To Dream The Impossible

It strikes me that, a year ago, I was in the UK at the start of a three week excursion that feels oddly impossible now in ways that I can’t fully explain. To be honest, I think that it felt impossible at the time, but also inevitable, and I was simply too tired to do anything other than head into it and hope for the best.

I do remember, very clearly, being all too aware of how isolating the whole thing felt ahead of time — knowing that, despite the trip being bookended by two conventions and featuring a stay with family in the middle, I would be spending so much of that time alone to a degree that hadn’t been the case for years by that point. It was a scary thought, in many ways, and one that I feel like I didn’t really fully understand until a few days into the trip. (Maybe the first full day after the first convention was when it sank in, when I was staying in an AirBnB in a city I’d never been to before, realizing I had no food and no company and nothing to do for the next 24 hours while I waited for something to happen.)

And yet, there were times when that freedom from expectation or commitment was thrilling; usually when I felt less at sea, such as the hours I spent walking without purpose in the towns I grew up in, just listening to music and rediscovering the streets I’d wandered around hundreds if not thousands of times before. Or the flights and trains and drives into pastures new, and feeling a buzz of excitement instead of loneliness.

(I remember spending an afternoon in Leeds, almost by accident, and it just feeling astonishingly new and right, in ways that I couldn’t even properly put into words.)

There’s a lesson to be found here, as I find myself getting more cautious and older. Something about finding comfort in discomfort, and not letting that anxiety put me off doing things that could be good for me down the line. I know that it’s true from experience more than once, and yet: I still think about the trip from last year, and it feels daunting and impossible, even now.

Slight Return

One of the unexpected by-products of my recent obsessive return to old Flash comics was the discovery that one of the first American comics I’d ever read was amongst their number, and the wave of nostalgia that hit me as soon as I saw the cover.

It’s the cover in particular that had the biggest impact, because while the kid me — apparently the issue came out in 1981, so I would have been six years old, probably? — kept the comic in question, apparently I lost the cover of it along the way.
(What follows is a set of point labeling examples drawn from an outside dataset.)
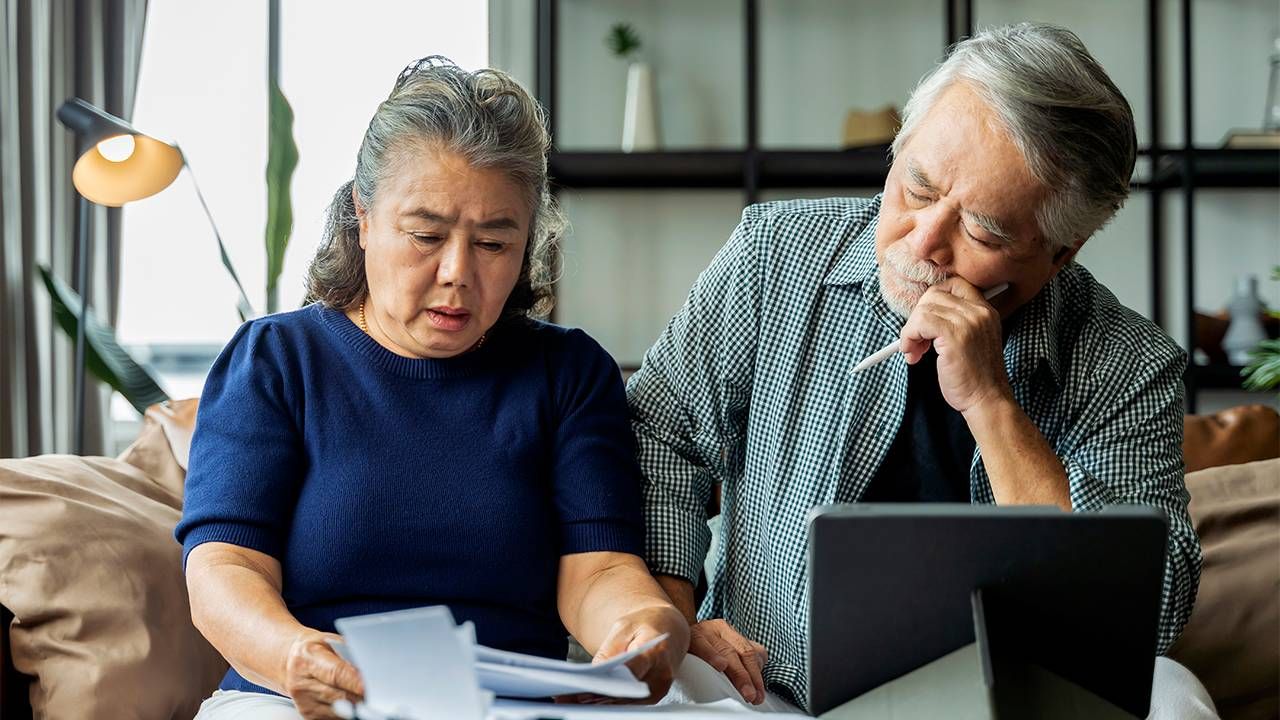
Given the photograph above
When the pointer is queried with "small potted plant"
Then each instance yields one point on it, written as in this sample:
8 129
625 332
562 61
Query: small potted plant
640 119
1264 368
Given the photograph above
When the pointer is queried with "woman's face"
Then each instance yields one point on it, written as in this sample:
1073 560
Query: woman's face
443 245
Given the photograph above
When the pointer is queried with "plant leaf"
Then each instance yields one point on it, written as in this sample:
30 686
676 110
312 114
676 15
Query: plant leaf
1264 369
282 159
104 356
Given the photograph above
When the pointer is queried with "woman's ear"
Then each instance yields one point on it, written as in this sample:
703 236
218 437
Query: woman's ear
361 218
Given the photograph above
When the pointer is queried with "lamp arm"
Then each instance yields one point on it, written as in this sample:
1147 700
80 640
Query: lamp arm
242 304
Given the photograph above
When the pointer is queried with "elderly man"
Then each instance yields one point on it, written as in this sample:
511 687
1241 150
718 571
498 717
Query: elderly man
1013 153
I can remember the interior of it with surprising clarity, especially some pages/images (although, admittedly, the version in my memory has additional scrawls in pen that I added at some point, which was something I did to a number of comics when I was a kid), but the long-lost cover has long been something that became a lot more vague, slipping further and further into a clouded, amorphous state with every passing day… until I accidentally bought it as part of a lot of back issues, and found it in my hands again.

Looking at it now, I can see why kid-me was so excited by the cover: it’s not just that it’s dynamic and has the hero in peril (Look at that posing from Carmine Infantino!), but there are two different bad guys, and each are visually distinct in a way that’s immediately recognizable and understandable. For my sins, I became a massive Rainbow Raider fan as a result of this comic, despite his being clearly impossibly lame; his secret identity is, I shit you not, Roy G. Bivolo; I still can’t tell what side of the thin line that separates genius from disaster that lies on.
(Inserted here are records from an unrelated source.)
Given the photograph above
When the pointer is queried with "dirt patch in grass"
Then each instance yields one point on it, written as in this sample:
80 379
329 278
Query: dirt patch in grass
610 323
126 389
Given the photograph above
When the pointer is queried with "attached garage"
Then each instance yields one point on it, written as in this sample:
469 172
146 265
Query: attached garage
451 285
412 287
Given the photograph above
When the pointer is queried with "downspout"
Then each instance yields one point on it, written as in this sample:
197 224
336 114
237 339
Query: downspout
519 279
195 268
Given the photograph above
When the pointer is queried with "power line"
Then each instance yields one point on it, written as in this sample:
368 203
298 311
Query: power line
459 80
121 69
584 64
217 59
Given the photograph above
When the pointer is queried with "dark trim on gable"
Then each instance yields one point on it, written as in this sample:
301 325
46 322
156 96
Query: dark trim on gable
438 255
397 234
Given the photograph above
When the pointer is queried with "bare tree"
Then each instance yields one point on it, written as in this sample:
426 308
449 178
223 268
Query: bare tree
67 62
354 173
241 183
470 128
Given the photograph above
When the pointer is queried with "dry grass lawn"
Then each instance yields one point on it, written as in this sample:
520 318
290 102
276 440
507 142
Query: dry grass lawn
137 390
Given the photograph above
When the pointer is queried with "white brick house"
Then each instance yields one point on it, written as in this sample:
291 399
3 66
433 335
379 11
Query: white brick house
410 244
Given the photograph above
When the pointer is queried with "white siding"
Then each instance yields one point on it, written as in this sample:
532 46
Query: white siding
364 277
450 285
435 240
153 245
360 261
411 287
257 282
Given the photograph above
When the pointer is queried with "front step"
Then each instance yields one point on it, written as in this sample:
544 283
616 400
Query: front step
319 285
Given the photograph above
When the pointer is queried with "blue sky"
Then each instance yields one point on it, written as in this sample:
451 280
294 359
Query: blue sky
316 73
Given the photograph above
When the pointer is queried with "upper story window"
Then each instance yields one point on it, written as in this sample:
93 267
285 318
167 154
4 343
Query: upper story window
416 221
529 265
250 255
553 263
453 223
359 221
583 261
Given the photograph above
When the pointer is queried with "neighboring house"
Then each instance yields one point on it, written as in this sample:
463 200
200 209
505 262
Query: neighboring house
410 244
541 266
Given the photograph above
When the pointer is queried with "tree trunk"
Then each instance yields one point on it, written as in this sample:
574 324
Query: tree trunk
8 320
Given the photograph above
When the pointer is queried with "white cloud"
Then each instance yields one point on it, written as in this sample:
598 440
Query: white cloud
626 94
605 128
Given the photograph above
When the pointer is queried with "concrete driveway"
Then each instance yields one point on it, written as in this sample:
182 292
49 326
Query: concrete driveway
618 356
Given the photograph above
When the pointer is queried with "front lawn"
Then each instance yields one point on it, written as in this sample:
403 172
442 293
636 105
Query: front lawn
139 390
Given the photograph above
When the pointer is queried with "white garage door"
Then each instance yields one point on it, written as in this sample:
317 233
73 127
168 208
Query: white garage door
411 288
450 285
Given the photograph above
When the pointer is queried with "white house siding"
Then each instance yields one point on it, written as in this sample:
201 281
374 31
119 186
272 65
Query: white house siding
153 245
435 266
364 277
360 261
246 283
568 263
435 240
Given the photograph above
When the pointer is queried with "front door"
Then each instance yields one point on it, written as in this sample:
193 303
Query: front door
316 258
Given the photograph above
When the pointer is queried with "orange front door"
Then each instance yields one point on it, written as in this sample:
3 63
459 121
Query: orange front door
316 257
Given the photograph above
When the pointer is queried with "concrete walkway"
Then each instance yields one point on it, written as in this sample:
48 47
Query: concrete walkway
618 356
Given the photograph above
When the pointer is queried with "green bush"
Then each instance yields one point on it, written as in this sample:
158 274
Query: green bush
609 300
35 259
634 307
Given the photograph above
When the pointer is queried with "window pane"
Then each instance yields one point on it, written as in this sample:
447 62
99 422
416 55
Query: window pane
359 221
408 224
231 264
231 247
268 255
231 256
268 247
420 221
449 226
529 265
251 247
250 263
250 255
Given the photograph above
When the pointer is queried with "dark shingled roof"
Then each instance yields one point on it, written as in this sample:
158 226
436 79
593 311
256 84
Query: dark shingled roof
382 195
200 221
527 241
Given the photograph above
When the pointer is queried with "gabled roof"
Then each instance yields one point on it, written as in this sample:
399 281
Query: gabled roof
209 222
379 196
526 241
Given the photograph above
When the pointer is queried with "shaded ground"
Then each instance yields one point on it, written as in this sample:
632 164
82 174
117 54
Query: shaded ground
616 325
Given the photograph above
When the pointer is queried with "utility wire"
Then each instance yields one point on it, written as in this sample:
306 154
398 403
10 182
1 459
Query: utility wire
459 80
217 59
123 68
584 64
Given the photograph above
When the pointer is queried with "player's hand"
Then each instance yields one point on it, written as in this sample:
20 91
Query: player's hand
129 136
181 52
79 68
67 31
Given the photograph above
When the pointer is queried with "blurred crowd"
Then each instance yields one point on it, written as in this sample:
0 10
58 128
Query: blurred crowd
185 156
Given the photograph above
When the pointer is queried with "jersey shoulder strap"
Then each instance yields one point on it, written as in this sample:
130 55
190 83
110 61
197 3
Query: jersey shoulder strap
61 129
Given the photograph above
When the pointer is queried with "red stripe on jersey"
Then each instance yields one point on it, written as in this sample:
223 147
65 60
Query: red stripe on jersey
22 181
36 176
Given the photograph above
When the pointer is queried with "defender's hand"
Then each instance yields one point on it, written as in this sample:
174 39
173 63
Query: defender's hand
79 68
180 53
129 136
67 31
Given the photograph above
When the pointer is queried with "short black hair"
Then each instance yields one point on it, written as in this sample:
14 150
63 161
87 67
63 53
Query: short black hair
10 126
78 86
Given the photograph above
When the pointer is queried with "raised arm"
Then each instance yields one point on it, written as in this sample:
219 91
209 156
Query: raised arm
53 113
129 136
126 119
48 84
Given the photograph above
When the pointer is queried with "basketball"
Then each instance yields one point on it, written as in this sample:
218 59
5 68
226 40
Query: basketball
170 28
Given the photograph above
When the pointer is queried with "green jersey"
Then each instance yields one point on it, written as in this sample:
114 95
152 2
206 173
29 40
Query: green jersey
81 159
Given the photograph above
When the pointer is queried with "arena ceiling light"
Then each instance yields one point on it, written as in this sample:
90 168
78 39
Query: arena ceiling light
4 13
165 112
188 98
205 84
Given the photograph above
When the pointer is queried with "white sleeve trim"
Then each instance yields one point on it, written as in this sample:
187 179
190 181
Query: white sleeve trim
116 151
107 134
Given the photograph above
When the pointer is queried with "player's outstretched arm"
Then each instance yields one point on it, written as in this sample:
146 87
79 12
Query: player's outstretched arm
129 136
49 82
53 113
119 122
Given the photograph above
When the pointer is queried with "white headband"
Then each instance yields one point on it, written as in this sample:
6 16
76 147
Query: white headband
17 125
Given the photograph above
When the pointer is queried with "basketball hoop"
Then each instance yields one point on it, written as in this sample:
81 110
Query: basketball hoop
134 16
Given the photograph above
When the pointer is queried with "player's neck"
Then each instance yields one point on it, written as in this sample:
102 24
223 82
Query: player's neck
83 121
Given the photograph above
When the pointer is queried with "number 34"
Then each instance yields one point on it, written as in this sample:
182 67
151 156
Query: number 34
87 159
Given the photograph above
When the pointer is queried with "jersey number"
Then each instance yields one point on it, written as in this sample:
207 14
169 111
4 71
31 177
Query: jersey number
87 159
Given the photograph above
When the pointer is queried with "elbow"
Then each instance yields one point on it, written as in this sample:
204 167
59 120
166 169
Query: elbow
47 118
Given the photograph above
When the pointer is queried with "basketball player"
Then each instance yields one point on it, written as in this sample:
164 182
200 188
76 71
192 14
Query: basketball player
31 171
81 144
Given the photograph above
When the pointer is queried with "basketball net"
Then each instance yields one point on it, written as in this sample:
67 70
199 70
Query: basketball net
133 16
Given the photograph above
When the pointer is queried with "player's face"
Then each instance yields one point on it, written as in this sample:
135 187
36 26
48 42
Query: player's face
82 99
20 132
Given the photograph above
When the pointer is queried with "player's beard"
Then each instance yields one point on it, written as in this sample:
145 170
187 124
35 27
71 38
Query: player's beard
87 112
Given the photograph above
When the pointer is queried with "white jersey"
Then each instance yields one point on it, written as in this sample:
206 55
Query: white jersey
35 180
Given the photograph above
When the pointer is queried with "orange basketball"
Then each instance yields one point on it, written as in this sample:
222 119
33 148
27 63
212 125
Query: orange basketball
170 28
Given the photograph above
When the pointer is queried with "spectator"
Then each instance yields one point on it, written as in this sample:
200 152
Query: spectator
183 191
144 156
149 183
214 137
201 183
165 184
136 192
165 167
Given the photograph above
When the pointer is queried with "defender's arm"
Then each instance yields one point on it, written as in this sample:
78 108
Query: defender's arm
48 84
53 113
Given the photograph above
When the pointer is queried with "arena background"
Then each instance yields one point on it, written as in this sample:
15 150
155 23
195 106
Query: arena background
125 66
Accidentally having this comic in my hands again for the first time in decades felt like a curiously charged moment with significance I couldn’t fully comprehend, not least because it happened so close to my 50th birthday. If there is some artifact of who I turned out to be from childhood, something like this really might be it. Maybe the universe was trying to tell me something, although I can’t understand what.

Perhaps it was just telling me that I haven’t really changed that much in all these years. I don’t know if that’s a good thing or not, all told.